Members of Brave New Voices spent the week in dorms on the Hyde Park University of Chicago campus and attended workshops and competitions in the school’s new Reva and David Logan Center for the Arts. One University of Chicago student, Theo Shure, who works and lives nearby said, “I’ve never seen the Logan Center come alive like this. It’s extremely refreshing.” She added that she met and spoke to a few coaches in the Logan café and later in line at a food truck waiting to buy a snack. The coaches introduced her to their teams and she shared in many hugs and kisses on the cheek, celebrating the undeniable love and energy of the competition. For her, it was a new campus experience of relating across difference.

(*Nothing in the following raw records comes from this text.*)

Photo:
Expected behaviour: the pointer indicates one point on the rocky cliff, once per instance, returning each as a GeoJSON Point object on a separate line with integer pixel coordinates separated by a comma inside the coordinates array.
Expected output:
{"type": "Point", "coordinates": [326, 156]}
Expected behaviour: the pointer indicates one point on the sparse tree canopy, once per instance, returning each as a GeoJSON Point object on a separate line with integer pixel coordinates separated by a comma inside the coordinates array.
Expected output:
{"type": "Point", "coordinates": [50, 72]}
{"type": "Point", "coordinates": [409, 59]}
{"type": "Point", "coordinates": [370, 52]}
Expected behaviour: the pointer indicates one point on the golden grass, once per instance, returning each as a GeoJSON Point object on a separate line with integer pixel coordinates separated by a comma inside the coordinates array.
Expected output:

Her friend standing next to her told me: “In class you can sit and talk about race and societal problems all you want, but in the end you are still afraid of walking outside at night near campus on the south side.”
Interestingly, however, attending Brave New Voices allowed for real conversations about race, gender, class, violence, and education to happen in a more honest and radical way than the academic classroom. What’s incredibly powerful is that it’s a conversation directed by voices of teens. I thought about this many times — but specifically during the piece about Chicago’s gun violence. It is a remarkably articulate, insightful, and moving poem. I wondered how many teachers have heard that poem; how many police officers who follow the students around their neighborhoods have heard the poem; how many of us who don’t live in the poets’ neighborhoods but craft judgments about them, point blame at their problems, and claim to know the solutions — how many of us have heard this poem — with their voice?
Attending the week of activity I was reminded about the deep potential the arts have for creating spaces of discourse and opportunities to amplify voices that can otherwise easily be muted. I thought of one line of an artist’s poem that spoke about wanting to be a high school teacher who taught poetry — he spoke of how the value of a career was not in its salary, like the value of the product wasn’t its price. “Paper is cheap, pencils are cheap-but you could write poetry to cover the paper like gold.” In other words, it isn’t an MFA from a costly institution that defines the quality of artistic production.
Art can and should serve many roles. BNV teens reminded me why I decided to be an artist — a decision that has felt exhausting to validate throughout my semesters here. Growing up, I saw around me mural painters, printmakers, poets, rappers and artists of all kinds whom I considered to be deep critical thinkers, community organizers, activists, parents, and leaders. I came to SAIC to become a better artist, an educated person, and a more prepared leader and activist. I came haunted by Queer Black Feminist writer Audre Lorde’s famous warning, “You can’t dismantle the master’s house with the master’s tools,” but I was equally aware of the price of culture capital.
Have SAIC students experienced the full gamut of contemporary art? Certainly not while admissions excludes so many of our city’s most talented young people. Certainly not while SAIC continues to remain unengaged in conversations and activity that so deeply affect our local artists. Certainly not while our students remain in high majority as privileged artists who by token of our privilege are able to ignore these conversations, actions, and works of art. Like the University of Chicago student who was surprised by the level of discourse possible outside of her classroom, perhaps what SAIC students are missing in contemporary art is currently happening outside of art school all together.